All experimental protocols were approved by local authorities (Ministry of Health and Consumer Protection, Hamburg, Germany, Permit Number G52/11). 2x10^6 Huh7 cells were injected subcutaneously into SCID mice (female, age 8 weeks, n = 7 per group, obtained from Charles River, Sulzfeld, Germany). Upon establishment of palpable tumours after three weeks, mice were randomly assigned to one of the four groups (Placebo, RAD001, MK-2206, or RAD001 and MK-2206), and treatment was started. Tumor growth was monitored by regular visual inspection and tumor dimensions were measured every 2–3 days. Tumor volume was calculated using the formula longest tumor diameter x (shortest tumor diameter)^2/2. RAD001, formulated as a microemulsion, was dosed at 1 mg/kg body weight and administered daily Monday through Friday. MK-2206 was formulated in a 30% (w/v) Captisol solution and administered Monday, Wednesday and Friday dosed at 100 mg/kg. A placebo microemulsion (provided by Novartis) and a 30% (w/v) Captisol solution served as placebo. The compounds were mixed immediately before administered by gavage in a total volume of 100 μl. Animals were treated until termination criteria (tumor ulceration, tumor size > 2 cm in largest diameter, loss of body weight exceeding 20%) were met, or for a maximum of 22 days when all mice in the placebo group had to be withdrawn. Xenograft primary tumours were harvested at necropsy and a portion of each tumor was snap frozen on liquid nitrogen for Western Blot analysis.

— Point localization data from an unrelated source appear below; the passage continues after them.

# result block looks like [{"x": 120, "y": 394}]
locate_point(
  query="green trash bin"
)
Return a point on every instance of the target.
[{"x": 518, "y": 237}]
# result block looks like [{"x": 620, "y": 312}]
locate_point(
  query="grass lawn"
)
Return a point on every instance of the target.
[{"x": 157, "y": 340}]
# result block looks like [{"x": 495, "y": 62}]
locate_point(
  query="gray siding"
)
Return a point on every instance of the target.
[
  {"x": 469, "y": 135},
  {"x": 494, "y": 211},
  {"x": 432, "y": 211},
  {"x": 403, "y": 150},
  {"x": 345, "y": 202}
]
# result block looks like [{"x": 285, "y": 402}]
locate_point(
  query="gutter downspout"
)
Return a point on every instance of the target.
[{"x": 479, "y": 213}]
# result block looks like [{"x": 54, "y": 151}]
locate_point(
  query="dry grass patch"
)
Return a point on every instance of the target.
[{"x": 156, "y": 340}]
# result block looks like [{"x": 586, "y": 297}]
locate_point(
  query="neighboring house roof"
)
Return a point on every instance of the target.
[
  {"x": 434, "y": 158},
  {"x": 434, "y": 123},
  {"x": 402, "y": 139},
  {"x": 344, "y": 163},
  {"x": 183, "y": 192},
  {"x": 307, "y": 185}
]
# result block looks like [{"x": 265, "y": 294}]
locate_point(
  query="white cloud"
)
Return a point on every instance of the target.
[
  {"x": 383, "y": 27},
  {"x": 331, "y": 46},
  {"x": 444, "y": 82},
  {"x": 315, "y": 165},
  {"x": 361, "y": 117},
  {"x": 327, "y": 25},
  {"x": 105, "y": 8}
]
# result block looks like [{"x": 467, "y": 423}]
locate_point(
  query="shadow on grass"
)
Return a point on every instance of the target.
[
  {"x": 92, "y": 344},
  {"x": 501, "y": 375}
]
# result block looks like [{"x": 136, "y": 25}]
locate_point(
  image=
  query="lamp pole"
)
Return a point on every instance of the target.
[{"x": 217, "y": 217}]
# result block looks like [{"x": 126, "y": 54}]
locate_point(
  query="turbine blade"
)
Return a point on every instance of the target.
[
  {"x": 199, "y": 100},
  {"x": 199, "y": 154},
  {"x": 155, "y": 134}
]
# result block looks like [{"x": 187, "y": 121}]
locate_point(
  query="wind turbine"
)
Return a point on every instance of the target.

Student’s t-Test (unpaired, 2-tailed) was calculated based on the data of at least three independent experiments. Bonferroni correction for multiple testing was performed where applicable. Results were considered significant if p < 0.05. All error bars represent SD. Drug interactions were analyzed based on the median effect method of Chou and Talalay. CalcuSyn software (Biosoft, Cambridge, UK) was used to calculate the combination index (CI). CI values from 0.3 to 0.7 are considered to indicate synergism, CI values below 0.3 are considered to represent strong synergism, and values below 0.1 very strong synergism. IC50 values were calculated using CurveExpert Professional 1.3 software. Chi-squared test was used to test for significant differences in mouse survival.